Synopsis: Steve (Steve Coogan) is commissioned by a newspaper to review several restaurants around the north of England. When his girlfriend can’t go with him he asks his pal, Rob (Rob Brydon), to accompany him. Together they indulge in gourmet meals, while puttering around in their little car debating the big questions of life, sparring verbally and impersonating a plethora of characters.

The Trip was originally a six-part British TV series that has been edited into one feature-length film. It is built around the real-life personae of the two lead actors, Steve Coogan, a much-loved (in Britain at least) comedian and actor and Rob Brydon, a comic actor and impersonator regularly seen on British TV. (The two have already appeared together in Winterbottom's Tristram Shandy: A Cock And Bull Story and 24 Hour Party People). Plot-wise, nothing much really happens and as an audience you simply go along for the ride. But the journey is made enjoyable by the carryings-on of the pair, who are fearless mimics generally likeable blokes and orefect foils for each other.

Steve and Rob are like a pair of scrapping kids, constantly trying to one-up the other as they impersonate Caine, Burton, Hopkins, Pacino, de Niro, Connery and more.
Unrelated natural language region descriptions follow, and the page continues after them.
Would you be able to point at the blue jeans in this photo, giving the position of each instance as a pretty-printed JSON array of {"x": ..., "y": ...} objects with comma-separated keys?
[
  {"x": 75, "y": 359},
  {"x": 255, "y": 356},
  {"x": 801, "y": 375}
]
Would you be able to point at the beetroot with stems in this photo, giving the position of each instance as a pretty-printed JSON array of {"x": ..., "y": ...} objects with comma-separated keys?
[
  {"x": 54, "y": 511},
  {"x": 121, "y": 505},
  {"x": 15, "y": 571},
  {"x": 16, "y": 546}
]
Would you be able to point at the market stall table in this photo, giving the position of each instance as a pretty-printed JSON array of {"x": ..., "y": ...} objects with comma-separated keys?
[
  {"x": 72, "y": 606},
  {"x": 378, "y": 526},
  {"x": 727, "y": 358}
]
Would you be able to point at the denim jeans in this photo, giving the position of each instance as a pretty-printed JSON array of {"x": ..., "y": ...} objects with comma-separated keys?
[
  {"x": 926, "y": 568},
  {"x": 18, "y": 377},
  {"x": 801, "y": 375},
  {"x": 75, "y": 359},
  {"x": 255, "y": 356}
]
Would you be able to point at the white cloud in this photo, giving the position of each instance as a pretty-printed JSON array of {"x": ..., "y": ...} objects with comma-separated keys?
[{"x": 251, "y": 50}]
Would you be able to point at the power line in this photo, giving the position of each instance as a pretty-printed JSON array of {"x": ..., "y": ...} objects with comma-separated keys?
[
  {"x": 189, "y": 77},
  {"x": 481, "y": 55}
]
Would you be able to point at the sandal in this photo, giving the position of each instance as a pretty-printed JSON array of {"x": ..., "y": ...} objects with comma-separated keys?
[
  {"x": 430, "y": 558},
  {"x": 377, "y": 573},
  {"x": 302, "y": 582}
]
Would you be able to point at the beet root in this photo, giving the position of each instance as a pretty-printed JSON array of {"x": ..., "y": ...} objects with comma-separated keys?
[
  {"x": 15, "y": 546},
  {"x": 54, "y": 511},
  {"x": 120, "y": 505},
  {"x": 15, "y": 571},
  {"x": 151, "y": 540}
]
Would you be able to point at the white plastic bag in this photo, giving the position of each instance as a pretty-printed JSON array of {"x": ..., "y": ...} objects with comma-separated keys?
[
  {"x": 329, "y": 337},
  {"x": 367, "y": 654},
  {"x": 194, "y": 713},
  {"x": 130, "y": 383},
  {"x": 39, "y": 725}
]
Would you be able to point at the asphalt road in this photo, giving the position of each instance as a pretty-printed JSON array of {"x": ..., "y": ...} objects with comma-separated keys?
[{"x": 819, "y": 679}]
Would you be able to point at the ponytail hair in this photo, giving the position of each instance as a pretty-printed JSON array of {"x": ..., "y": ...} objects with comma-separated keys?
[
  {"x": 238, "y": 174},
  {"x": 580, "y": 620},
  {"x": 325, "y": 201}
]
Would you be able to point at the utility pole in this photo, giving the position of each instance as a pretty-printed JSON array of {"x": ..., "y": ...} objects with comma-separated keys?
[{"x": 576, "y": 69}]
At times they get serious and mull over the meaning of life and getting older, along with pondering the drug-inspired poetry of Coleridge. Steve is keen to show his prowess with women and indeed some of what takes place is probably part of a male mid-life crisis, including the later impromptu eulogies for each other in a country graveyard. But aside from the serious moments, much of the dialogue is merely off-the-cuff repartee.

The English countryside is beautifully presented as we see Steve and Rob’s car going along winding roads, through verdant landscapes and into quaint villages with quaint names like Holbeck Ghyll. Equally, the food is sumptuous and Winterbottom takes us into the kitchens, watching chefs lovingly serving up elegant dishes. With so many references to things filmic, TV-ish and much self-mockery, The Trip is a delightful if fluffy film with plenty of good-hearted laughs.